Personal information
- Date of birth: 26 January 1946
- Place of birth: Grasse, France
- Date of death: 30 January 2023 (aged 77)
- Place of death: Grasse, France
- Height: 1.74 m (5 ft 9 in)
- Position: Striker

Senior career*
- Years: Team / Apps / (Gls)
- 1962–1963: Cannes / 20 / (5)
- 1963–1964: Stade Français / 22 / (5)
- 1964–1969: Nice / 153 / (49)
- 1969–1971: Marseille / 65 / (31)
- 1971–1975: Nice / 120 / (28)
- 1975–1981: Cannes / 175 / (34)
- Total:  / 555 / (152)

International career
- 1967–1974: France / 36 / (10)

Managerial career
- 1980–1982: Cannes

= Charly Loubet =

French footballer (1946–2023)

Charly Loubet (26 January 1946 – 30 January 2023) was a French footballer who played as a striker.
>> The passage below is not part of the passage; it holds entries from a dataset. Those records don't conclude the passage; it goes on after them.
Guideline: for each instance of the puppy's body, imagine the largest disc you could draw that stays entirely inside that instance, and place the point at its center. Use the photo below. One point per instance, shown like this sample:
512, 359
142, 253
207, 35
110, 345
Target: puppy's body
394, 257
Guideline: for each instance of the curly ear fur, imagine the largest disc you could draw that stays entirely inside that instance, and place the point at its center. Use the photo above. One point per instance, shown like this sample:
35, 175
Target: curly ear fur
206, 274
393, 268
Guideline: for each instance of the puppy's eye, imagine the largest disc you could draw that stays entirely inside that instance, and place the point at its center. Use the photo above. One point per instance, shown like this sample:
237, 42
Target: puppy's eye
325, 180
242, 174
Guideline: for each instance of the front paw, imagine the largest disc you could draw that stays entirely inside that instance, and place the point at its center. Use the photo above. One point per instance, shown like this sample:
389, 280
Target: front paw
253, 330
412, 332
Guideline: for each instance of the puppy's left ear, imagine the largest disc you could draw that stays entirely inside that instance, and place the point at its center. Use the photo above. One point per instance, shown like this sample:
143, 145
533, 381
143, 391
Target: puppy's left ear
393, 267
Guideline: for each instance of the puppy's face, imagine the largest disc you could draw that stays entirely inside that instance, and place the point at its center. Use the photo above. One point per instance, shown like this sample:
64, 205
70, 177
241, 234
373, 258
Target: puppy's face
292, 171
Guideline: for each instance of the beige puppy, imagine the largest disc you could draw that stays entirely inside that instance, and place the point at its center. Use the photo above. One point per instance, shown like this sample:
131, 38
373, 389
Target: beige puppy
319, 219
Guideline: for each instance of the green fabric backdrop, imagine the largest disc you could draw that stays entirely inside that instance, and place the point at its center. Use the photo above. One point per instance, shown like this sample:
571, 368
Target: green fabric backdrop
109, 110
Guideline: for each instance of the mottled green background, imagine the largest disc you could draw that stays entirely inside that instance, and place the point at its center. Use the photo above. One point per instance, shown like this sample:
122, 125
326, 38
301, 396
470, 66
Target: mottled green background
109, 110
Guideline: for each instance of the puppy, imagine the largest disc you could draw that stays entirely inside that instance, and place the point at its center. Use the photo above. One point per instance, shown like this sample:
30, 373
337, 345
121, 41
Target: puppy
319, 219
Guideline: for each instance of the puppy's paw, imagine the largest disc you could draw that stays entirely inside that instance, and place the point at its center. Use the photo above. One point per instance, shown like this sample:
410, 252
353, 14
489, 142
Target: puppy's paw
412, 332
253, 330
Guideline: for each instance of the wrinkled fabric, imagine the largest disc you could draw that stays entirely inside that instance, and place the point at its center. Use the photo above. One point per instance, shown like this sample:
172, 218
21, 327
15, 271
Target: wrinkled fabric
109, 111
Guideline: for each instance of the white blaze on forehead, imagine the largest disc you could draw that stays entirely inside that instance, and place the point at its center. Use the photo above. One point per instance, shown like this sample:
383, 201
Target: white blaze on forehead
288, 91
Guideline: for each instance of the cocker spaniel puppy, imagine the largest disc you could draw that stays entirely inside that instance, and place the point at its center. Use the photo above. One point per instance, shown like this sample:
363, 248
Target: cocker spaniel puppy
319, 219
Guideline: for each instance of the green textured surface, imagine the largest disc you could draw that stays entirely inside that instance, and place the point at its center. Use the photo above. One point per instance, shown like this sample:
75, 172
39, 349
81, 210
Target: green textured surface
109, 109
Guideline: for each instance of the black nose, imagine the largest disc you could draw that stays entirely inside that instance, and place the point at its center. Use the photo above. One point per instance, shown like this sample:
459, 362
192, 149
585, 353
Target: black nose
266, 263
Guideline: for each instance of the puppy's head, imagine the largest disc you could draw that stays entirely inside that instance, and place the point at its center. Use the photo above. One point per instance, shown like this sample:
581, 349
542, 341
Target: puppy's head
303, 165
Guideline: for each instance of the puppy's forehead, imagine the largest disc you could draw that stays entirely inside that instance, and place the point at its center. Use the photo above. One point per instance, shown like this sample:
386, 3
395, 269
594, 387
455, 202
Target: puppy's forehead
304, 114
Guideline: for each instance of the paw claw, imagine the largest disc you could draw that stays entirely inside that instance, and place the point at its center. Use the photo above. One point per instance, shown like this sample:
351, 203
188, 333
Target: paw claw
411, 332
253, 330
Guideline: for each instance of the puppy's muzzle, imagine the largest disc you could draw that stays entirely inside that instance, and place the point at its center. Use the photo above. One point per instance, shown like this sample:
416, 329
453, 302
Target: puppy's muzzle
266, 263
In 1962, he became the youngest professional football player in France by signing with AS Cannes. After that, he played all his career in France, playing for Stade Français, two spells at OGC Nice and Olympique Marseille before returning to AS Cannes, where he became coach. He earned 36 caps for France in the 1970s, scoring 10 goals.

Loubet died on 30 January 2023, at the age of 77.